The latest ScotRail figures show there were 2,030 antisocial incidents recorded at train stations across Scotland between April 1 2022 and January 20 this year.

Of these, 957 were categorised as vandalism or antisocial behaviour while 165 involved verbal abuse of ScotRail employees and 55 were assaults on employees.

Other types of incident included fires, trespassing and passenger assaults.

The stats also show a further 204 antisocial incidents took place on trains in the nine and a half month period.

This includes 68 reports of employee verbal abuse, ten employee assaults and 102 incidents classed as vandalism or antisocial behaviour.

‘Lone working’ a problem

RMT Scotland regional organiser, Mick Hogg, said: “These figures are not surprising and RMT is calling for a change in legislation to make assault against any transport worker a specific offence.

“Lone working is something our members raise with us regularly along with the full or partial closure of ticket offices on stations.

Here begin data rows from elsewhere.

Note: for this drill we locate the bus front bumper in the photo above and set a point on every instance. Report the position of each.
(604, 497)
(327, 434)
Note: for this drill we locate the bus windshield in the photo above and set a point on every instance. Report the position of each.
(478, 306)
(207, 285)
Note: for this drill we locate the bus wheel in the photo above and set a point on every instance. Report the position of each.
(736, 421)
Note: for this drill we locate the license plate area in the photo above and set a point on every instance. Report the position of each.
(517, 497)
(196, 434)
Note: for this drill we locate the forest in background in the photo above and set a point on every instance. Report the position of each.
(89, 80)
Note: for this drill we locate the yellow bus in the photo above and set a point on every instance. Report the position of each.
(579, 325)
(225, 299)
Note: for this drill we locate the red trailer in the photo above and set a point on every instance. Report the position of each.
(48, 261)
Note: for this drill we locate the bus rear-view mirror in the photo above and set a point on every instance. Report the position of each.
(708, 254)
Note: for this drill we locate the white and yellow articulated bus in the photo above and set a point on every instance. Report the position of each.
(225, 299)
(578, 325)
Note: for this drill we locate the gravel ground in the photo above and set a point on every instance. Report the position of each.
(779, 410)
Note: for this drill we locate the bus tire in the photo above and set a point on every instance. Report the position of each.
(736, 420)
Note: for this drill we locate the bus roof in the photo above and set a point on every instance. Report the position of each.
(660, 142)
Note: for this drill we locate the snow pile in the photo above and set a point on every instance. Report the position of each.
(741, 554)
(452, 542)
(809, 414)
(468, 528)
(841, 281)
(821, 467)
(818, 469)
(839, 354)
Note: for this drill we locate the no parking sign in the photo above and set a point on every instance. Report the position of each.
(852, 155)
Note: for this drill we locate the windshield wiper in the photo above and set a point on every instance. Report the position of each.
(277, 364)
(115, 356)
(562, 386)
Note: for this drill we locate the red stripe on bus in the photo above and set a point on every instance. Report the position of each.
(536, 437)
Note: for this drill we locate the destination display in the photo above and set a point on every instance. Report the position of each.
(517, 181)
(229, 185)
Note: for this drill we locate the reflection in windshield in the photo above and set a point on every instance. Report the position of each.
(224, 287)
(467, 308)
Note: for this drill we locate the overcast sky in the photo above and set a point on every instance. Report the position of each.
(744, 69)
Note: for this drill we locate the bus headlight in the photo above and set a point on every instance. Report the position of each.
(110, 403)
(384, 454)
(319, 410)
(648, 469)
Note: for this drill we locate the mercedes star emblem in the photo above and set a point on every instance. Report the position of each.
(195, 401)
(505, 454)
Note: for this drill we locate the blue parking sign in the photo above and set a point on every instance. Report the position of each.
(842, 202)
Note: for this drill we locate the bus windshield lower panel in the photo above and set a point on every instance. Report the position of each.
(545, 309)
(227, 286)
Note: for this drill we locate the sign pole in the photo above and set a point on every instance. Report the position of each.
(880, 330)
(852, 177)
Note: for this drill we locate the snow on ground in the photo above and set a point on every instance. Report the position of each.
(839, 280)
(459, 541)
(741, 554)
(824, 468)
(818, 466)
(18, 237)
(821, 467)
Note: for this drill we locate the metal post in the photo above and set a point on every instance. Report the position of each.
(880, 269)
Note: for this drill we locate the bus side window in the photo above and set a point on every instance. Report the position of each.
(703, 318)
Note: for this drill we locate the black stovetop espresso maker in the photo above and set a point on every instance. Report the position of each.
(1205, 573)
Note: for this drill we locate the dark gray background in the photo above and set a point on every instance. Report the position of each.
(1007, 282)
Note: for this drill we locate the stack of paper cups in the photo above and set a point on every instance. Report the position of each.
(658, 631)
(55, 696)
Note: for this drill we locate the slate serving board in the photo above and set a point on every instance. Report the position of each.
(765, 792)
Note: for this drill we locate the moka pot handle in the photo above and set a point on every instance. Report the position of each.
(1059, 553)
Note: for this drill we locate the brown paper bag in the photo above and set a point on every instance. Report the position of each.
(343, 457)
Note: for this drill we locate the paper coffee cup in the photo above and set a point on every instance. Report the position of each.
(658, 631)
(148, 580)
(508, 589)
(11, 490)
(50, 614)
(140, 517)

“We need a well-staffed, safe and accessible railway for all.

“The root causes of anti-social behaviour must be tackled through government policy, alongside giving the British Transport Police more powers and more effective legislation that prioritises keeping our members safe at work.

“We will continue to keep the pressure on ScotRail, reminding them they have a duty of care to all their staff.”

ScotRail clampdown

ScotRail did not comment on Mr Algeo’s specific claims but the operator has been taking steps to tackle antisocial behaviour across the network.

It works closely with British Transport Police (BTP) and has one of the largest CCTV networks in the UK, with more than 6,000 cameras monitoring more than 350 stations.

In October 2021 ScotRail introduced a travel safe team which, according to its website, is designed to be a “reactive resource with the ability to quickly focus on emerging hotspots”.

It says the team has targeted a number of stations and routes and has seen a drop in reported events during and after anti-social behaviour exercises.

ScotRail has increased the use of bodycams. Image: Supplied by ScotRail.

ScotRail says they have also taken steps to bring in body-worn cameras across the business – currently 320 operational units over 47 locations – and that customers displaying inappropriate behaviour are changing the way they act when they become aware of the cameras.

Across the business, extensive training has taken place to support frontline people in the use of body-worn cameras and the aim is to increase the number of cameras in use.

ScotRail has been working closely with BTP. Image: Peter MacDiarmid/Shutterstock.

David Lister, ScotRail Safety, engineering and sustainability director, said: “ScotRail works very closely with British Transport Police to ensure that Scotland’s railway is a safe environment for our customers, and our own people.

“This approach has resulted in a limited number of incidents of anti-social behaviour in more than 700,000 journeys to and from Inverkeithing last year.

The latest FoI figures, which only go as far back as April when ScotRail was transferred into public control and ownership, do not include incidents reported directly to BTP where ScotRail was not advised.